Northern Trust’s ETF unit plans to offer its way for investors to tap into infrastructure.
Northern Trust’s FlexShares ETF unit on Wednesday is launching a global equity infrastructure fund designed to capture growth in developed as well as emerging markets at a time of heightened investor interest in infrastructure given growth in the emerging markets and modernization in some developing countries.
The FlexShares Stoxx Global Broad Infrastructure Index Fund will track the Stoxx Global Broad Infrastructure Index, which comprises infrastructure-related companies domiciled in developed and emerging markets (including the United States), according to the fund’s prospectus.
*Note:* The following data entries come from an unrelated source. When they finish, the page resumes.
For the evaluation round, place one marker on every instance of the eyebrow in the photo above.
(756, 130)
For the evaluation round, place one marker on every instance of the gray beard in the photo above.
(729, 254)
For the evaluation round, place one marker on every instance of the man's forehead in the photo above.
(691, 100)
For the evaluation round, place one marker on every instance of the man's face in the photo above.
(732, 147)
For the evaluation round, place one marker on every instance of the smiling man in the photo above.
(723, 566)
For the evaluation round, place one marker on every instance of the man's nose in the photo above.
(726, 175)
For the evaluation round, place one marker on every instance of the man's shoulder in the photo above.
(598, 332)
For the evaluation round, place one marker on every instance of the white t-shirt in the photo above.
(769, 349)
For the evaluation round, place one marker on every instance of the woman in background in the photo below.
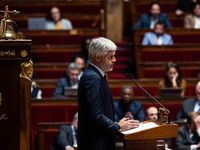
(54, 20)
(173, 79)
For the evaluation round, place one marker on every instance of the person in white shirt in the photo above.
(189, 134)
(192, 21)
(157, 37)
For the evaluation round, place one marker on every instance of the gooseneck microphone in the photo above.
(130, 76)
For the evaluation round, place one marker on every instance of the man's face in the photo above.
(152, 114)
(159, 29)
(107, 62)
(198, 94)
(126, 96)
(73, 75)
(80, 62)
(197, 10)
(192, 125)
(155, 10)
(55, 13)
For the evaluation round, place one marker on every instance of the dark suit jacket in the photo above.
(62, 83)
(96, 126)
(187, 106)
(183, 139)
(63, 138)
(136, 109)
(144, 21)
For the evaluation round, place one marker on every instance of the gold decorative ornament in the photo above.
(7, 28)
(3, 117)
(26, 69)
(24, 53)
(8, 53)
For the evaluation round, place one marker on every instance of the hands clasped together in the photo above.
(127, 124)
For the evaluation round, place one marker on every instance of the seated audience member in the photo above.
(127, 107)
(71, 80)
(185, 6)
(158, 37)
(35, 91)
(189, 134)
(173, 79)
(192, 21)
(80, 60)
(149, 20)
(152, 113)
(191, 104)
(84, 48)
(65, 138)
(55, 21)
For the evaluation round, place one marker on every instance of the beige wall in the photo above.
(114, 20)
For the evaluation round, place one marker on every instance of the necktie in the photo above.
(105, 78)
(157, 41)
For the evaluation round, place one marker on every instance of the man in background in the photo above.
(149, 20)
(192, 21)
(189, 134)
(152, 113)
(65, 138)
(70, 81)
(127, 106)
(189, 105)
(158, 37)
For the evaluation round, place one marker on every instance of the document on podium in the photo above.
(142, 127)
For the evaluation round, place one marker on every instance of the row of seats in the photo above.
(63, 113)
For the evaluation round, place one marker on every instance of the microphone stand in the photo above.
(130, 76)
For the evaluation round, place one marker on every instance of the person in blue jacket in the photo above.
(127, 107)
(149, 20)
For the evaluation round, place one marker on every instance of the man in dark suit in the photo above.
(189, 105)
(70, 81)
(149, 20)
(65, 138)
(189, 134)
(96, 126)
(127, 107)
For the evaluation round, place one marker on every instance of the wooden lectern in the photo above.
(15, 96)
(149, 139)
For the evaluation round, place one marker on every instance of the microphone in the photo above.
(130, 76)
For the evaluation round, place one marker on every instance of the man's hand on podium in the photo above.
(126, 124)
(129, 115)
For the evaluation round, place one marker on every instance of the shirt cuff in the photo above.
(193, 147)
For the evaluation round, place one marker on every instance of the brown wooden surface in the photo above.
(160, 132)
(140, 66)
(51, 83)
(142, 145)
(10, 137)
(74, 101)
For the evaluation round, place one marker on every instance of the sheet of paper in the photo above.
(145, 126)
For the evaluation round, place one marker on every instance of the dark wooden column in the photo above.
(14, 123)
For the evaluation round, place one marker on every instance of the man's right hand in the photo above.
(126, 124)
(69, 148)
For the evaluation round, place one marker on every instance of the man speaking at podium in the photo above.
(96, 126)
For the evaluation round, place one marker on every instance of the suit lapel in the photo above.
(106, 86)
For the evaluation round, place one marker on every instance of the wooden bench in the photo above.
(156, 57)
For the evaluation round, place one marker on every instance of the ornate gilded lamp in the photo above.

The fund will be listed on NYSE Arca under the symbol “NFRA,” and will have an expense ratio of 0.47 percent, or $47 for every $10,000 invested. NFRA has some similarities with Northern Trust’s most successful fund to date, the $2.6 billion FlexShares Morningstar Global Upstream Natural Resources Fund (GUNR | B-83). GUNR was launched in September 2011.
Infrastructure and natural resources have proven to be popular in investment markets in recent years, largely because of rapid development in emerging markets such as China, Brazil and India. Additionally, many developed countries, notably the United States, have pressing need to update old infrastructure, which is likely to keep firms in the sector quite busy for a long time.
The companies included in the new fund’s index derive at least half of their revenues from the ownership, development, construction, financing or operation of infrastructure assets, including cable and satellite, data centers, wireless towers, energy utilities, correctional facilities, hospitals and postal services, as well as rail transportation.
As of Sept. 19, the top five countries in the index were the United States at 38 percent, Japan at 11.6 percent, the United Kingdom at 10.6 percent, Canada at 10.4 percent and Germany at 6.1 percent.
The fund’s exposure to Japan is notable because of Tokyo’s winning bid to host the 2020 Olympics, which will translate into 2.96 trillion yen ($30 billion) and 150,000 jobs for the world’s third-largest economy, according to an estimate from the Tokyo bid committee last year.
The biggest of the competing funds is the iShares Global Infrastructure fund (IGF | A-64), which has $595.9 million in assets under management, followed by the $52.6 million SPDR S&P Global Infrastructure ETF (GII). Both track the same benchmark, the S&P Global Infrastructure Index.